Panel members said they had for years been concerned about the effects of Risperdal and similar medicines, but F.D.A. officials said no studies had been done to test the drugs’ long-term safety.

Dr. Dure said he was concerned that doctors often failed to recognize the movement disorders, including tardive dyskinesia and dystonia, that can result from using these medicines.

“I have a bias that extra-pyramidal side effects are being under-recognized with these agents,” Dr. Dure said.

Dr. Laughren of the F.D.A. said the agency could do little to fix the problem. Instead, he said, medical specialty societies must do a better job educating doctors about the drugs’ side effects.

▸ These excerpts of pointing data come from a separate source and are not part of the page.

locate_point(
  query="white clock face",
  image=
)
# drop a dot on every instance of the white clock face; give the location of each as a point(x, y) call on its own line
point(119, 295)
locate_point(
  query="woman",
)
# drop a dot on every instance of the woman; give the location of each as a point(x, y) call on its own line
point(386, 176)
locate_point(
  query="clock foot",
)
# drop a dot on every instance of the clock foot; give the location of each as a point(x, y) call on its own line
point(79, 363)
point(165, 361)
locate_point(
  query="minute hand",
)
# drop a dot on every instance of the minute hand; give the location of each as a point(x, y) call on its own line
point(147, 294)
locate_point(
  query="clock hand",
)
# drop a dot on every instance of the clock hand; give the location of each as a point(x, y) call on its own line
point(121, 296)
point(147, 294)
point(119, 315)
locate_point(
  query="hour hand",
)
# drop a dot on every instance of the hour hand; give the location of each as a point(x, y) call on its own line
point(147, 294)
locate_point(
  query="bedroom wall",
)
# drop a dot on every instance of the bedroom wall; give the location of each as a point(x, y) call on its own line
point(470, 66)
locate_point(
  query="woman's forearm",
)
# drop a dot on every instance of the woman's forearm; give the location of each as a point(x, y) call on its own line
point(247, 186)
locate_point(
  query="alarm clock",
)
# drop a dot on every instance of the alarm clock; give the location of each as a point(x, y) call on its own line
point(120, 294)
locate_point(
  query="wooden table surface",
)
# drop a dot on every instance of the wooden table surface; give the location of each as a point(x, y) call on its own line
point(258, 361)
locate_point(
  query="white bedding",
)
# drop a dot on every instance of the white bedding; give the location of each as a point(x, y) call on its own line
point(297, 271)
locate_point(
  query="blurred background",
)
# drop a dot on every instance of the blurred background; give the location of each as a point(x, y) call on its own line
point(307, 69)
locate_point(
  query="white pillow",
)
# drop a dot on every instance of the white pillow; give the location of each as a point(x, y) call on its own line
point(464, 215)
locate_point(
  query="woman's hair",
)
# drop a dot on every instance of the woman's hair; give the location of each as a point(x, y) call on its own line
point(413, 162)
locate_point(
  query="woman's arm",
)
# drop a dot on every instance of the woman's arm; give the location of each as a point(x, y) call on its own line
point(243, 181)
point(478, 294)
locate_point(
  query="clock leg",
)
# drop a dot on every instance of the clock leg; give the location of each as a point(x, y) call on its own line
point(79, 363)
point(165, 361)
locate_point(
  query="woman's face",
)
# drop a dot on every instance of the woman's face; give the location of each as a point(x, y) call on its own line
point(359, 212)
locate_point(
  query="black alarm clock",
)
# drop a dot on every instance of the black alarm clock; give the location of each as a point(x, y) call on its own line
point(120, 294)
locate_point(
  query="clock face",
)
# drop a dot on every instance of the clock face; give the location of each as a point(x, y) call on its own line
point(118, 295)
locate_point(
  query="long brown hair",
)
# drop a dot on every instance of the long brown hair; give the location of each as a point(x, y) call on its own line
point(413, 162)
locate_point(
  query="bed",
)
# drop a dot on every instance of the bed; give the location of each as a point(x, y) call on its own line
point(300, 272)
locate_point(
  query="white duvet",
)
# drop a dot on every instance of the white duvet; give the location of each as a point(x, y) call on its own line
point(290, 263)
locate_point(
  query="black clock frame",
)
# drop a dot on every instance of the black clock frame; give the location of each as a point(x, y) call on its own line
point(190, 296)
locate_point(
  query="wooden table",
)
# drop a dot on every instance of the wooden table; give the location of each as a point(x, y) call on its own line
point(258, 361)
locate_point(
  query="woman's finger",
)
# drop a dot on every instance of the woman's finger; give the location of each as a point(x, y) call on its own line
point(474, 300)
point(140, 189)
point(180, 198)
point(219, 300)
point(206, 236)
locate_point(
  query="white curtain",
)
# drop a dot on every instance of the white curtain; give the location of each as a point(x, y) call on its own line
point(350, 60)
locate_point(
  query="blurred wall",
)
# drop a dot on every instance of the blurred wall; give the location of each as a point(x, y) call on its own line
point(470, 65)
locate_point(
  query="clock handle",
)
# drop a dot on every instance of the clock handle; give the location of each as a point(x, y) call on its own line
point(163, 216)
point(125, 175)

Medtronic Bone Graft Product Being Investigated

On November 18, 2008, Medtronic Inc. said that it received a subpoena from the United States Department of Justice regarding use of its popular bone graft product in ways not approved by federal regulators, a practice that could lead to serious injuries in patients with back problems.

CEO William Hawkins said in a conference call with Wall Street analysts the company is complying with the Justice Department’s request. He attributed the harsh spotlight on the company’s product, called Infuse Bone Graft, to several factors, including a public health notice issued by the FDA in July which warned doctors not to use the product “off-label.”

Hawkins also said “negative stories in the press,” plus a recently filed whistleblower lawsuit, might have piqued the Justice Department’s interest. A lawsuit filed last spring against some of the nation’s top spine surgeons alleged that they used Infuse in off-label ways in return for kickbacks from Medtronic.

Infuse is a genetically engineered product used in spine fusion surgery, which permanently links damaged vertebrae. Before regulators approved the product in 2002, spine fusion required two surgeries, one a painful harvest of bone from the hip, and a second to implant the bone inside thimble-like cages inserted into the spine.

Infuse is approved for a single-level fusion in the lower back and other limited uses. Doctors are free to use medical devices and products beyond the scope of what the FDA approved, but companies may not market the devices for uses beyond those approved.